Папа и сам, похоже, понял, что наделал. Он публично читал сверхсекретный документ, взятый им из спецхрана для проработки деталей экспедиции в Мертвый город. Документ, в котором черным по белому написано, что никакой Иван Волков не Избранник и не Рука Божия. И все было совсем не так, как пишет Преподобная. Отец даже протрезвел от испуга.

Но он сообразил, что показать страх и досаду – верная дорога к церковной анафеме.
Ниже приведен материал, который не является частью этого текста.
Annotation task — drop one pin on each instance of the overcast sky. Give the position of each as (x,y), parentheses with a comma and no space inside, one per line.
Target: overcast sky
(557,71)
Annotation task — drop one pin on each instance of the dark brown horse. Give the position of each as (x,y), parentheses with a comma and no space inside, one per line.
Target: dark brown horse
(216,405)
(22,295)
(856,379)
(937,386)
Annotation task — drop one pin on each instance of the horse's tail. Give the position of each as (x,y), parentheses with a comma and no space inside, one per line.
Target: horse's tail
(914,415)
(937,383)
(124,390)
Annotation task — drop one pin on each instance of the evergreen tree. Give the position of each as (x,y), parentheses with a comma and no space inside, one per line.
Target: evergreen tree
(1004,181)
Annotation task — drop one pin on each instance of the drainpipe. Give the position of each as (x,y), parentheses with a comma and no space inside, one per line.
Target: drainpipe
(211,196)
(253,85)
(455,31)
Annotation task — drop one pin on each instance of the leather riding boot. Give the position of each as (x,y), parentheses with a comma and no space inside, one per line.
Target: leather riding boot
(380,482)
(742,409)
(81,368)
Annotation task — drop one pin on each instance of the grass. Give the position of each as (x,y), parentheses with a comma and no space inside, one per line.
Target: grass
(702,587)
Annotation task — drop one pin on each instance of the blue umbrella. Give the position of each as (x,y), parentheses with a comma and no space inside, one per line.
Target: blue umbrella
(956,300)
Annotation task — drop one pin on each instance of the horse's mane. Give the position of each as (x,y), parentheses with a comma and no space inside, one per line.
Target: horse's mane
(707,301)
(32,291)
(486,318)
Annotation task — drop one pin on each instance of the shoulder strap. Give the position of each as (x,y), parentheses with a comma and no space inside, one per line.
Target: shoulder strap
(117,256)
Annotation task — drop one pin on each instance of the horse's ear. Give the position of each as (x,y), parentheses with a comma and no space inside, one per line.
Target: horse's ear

Князь, вопреки обыкновению, дал ему дельный совет.

Папа не спеша поднялся, сунул рукопись в сумку и продолжил, импровизируя на ходу и подделываясь под церковного проповедника:

– Божии мельницы мелют медленно. Оттого после неслышного людям трубного гласа прошло еще четыре месяца, прежде чем беда предстала во всем своем безобразии. В один день, 13 августа, плоды земные, скотина и птица налились ядом, от которого вымерли целые сельские регионы.

Бедствие почти не коснулось Москвы. После случаев отравления продуктами с рынка город перешел на свои складские запасы. В городе исчезли бродячие кошки и собаки, звери в зоопарке впали в спячку. К началу октября синдром «Х» перекинулся на людей.